Close Billionaire Loopholes

A number of proposals to close tax-avoidance loopholes have appeared in legislation and in Obama administration budget proposals. One comprehensive approach, the Responsible Estate Tax Act (HR 2907and S.1677) introduced by Rep. Jan Schakowsky and Senator Bernie Sanders, includes a number of provisions to eliminate or reform dynasty trust arrangements. This legislation also aims to make the estate tax more progressive by adding graduated rates on larger estates. The Schakowsky-Sanders proposal would:

Strengthen the “generation-skipping tax,” which is designed to prevent avoidance of estate and gift taxes, by applying it with no exclusion to any trust set up to last more than 50 years.

Prevent abuses of Grantor Retained Annuity Trusts (GRATs) by barring donors from taking assets back from these trusts just a couple of years after establishing them to avoid gift taxes (while earnings on the assets are left to heirs tax-free).

Prevent wealthy families from avoiding gifts taxes by paying income taxes on earnings generated by assets in “grantor trusts.”

Sharply limit the annual exclusion from the gift tax (which was meant to shield the normal giving done around holidays and birthdays from tax and record-keeping requirements) for gifts made to trusts.

Progressive Income Taxation

Taxing the highest income households at higher rates would generate substantial revenue and have a negligible personal and economic impact on those households. The top 1 percent includes 1.13 million households with an average annual income of $2.1 million. Top 1 percenters pay an effective tax rate of roughly one-third of their total income in federal taxes. This calculation encompasses not just income taxes, but excise taxes, payroll taxes that fund Social Security and Medicare, estate and gift taxes, and the investor’s share of corporate income taxes.

The ultra-wealthy pay federal taxes at an effective rate far lower, as Warren Buffett, number two on the Forbes 400 list, has helped Americans understand. Buffett has noted that he pays taxes at a lower rate than his secretary. On the other hand, former Presidential candidate Mitt Romney tried to avoid talking about the 14 percent effective federal tax rate he paid on $21 million in annual income in 2010, less than half the highest income tax rate.

According to the Tax Policy Center, if America’s top 1 percent paid federal taxes at an effective 40 percent of their income, instead of the current 33 percent, the federal government would collect $157 billion in the first year. An increase to 45 percent would bring in $276 billion.

Targeting a 40 percent effective tax rate on just the top 0.1 percent, with an average income of $9.4 million, would generate $55 billion in additional revenue annually.

Reinvestment

Taxing the wealthy at higher levels would reduce inequality. Investing the revenue gained through these higher taxes in wealth building for millions of families not featured in the glossy pages of Forbes might decrease inequality even more. A major increase in federal revenue would open the door to wealth-building programs that could lift families out of poverty and into the middle class.

Conclusion 

The Forbes 400 provides a useful snapshot of the nation’s wealthiest individuals, an insight into a world most people will never witness firsthand. The Forbes 400 also provides an insight into just how lopsided our economy has become: Just 400 people hold as much wealth as over 190 million.

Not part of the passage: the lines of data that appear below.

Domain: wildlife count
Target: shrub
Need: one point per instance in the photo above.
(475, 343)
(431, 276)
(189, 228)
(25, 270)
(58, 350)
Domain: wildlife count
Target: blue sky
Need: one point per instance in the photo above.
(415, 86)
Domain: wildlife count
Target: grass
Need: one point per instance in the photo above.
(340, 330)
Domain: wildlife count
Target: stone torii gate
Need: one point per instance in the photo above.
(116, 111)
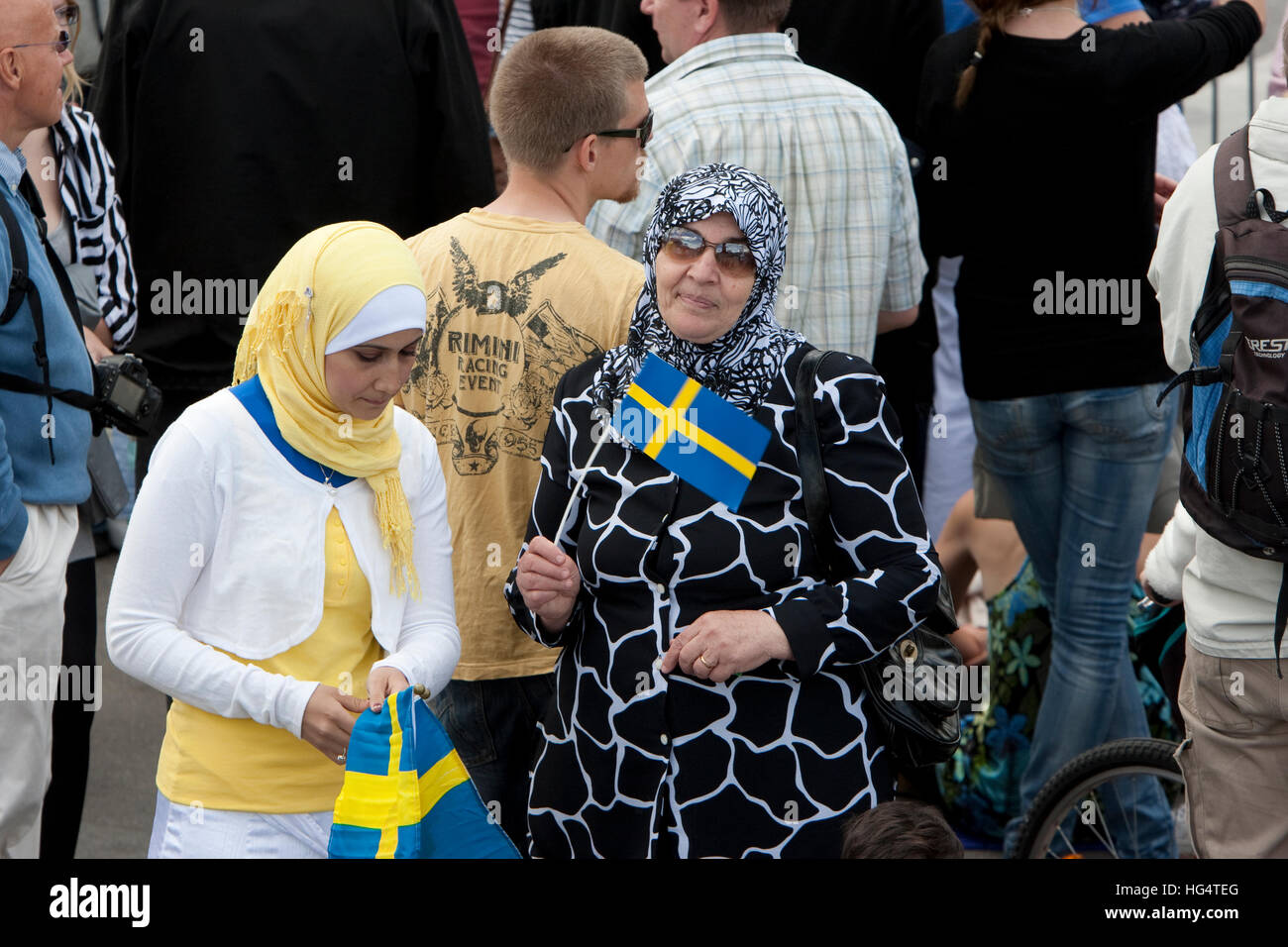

To even more accurately depict our current wealth divide, we need further research into the tax-evading strategies the super wealthy employ. But we already know enough to know that our current extreme inequality represents a clear and present danger to our social and economic well-being. We have before us serious policy options for creating a much fairer economy. As Thomas Piketty reminds us, inequality will only continue to grow if we do not act.